実際、この映画の見所はSF的な細かい設定ではなく、サム・ロックウェルの一人二役の演技と、それを違和感なく見せている映像処理技術だろう。二人のサムががっつり画面に写り込んだ状態で、談笑したり喧嘩したりするシーンが結構あるが、ほとんどやりとりに違和感がない。どこかの方のレビューで読んだが、これはサムロックウェルが、もう片方のサムがいる”体”で演技をした映像同士を、あとから合成したらしい。つまり相手なしの一人芝居✗2のあわせ技だが、アクロバティックすぎやしないか。逆に自分が演じるからこそ、ここまで違和感なくやってのけられたのだろうか。その境地の心境については想像するしかないが。
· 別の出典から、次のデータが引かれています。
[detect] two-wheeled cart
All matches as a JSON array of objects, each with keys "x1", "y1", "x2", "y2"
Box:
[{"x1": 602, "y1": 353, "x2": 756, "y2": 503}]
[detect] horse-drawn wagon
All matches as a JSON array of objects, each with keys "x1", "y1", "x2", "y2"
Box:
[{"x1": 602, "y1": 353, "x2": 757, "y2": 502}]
また良いのは、冒頭にも書いたが、一人芝居✗2だけど、決して同じ人間を二人ぶん演じているのではないことだ。片方は3年若い分人生経験が浅く、片方は3年老いていて死にかけである。また、それぞれが持っている情報も違うので、ある物事が置きたときのリアクションが微妙に異なってくる。当たり前のことだが、一人の人間に、こんなにも多彩な可能性があるのだということを、改めて教えられた気分になった。また、どんなに状況に左右されようとも、その人の魂の芯の部分はそうそう変わらない、ということも確認できる。

若いサムを地球に脱出させるために、瀕死のサムの死を偽装しようと、彼らは故障した車に向かう。その道中、二人のサムが妻と娘の思い出話をして笑い合うシーンがある。彼らは二人ともクローンなので、それらは実際は人工的に植え付けられた記憶にすぎないし、彼らもそのことはわかっている。しかし、二人にとっては、人生の心の拠り所そのものだった。そして、それを共有し合える相手は、隣りにいる「自分」しかいないのだ。借りにクローンでなかったとしても、どうだろう。人は生まれるときも死ぬときも一人という。人生最後の瞬間は、このように己自身と向き合い、労をねぎらいあうことになるのかもしれないと思った。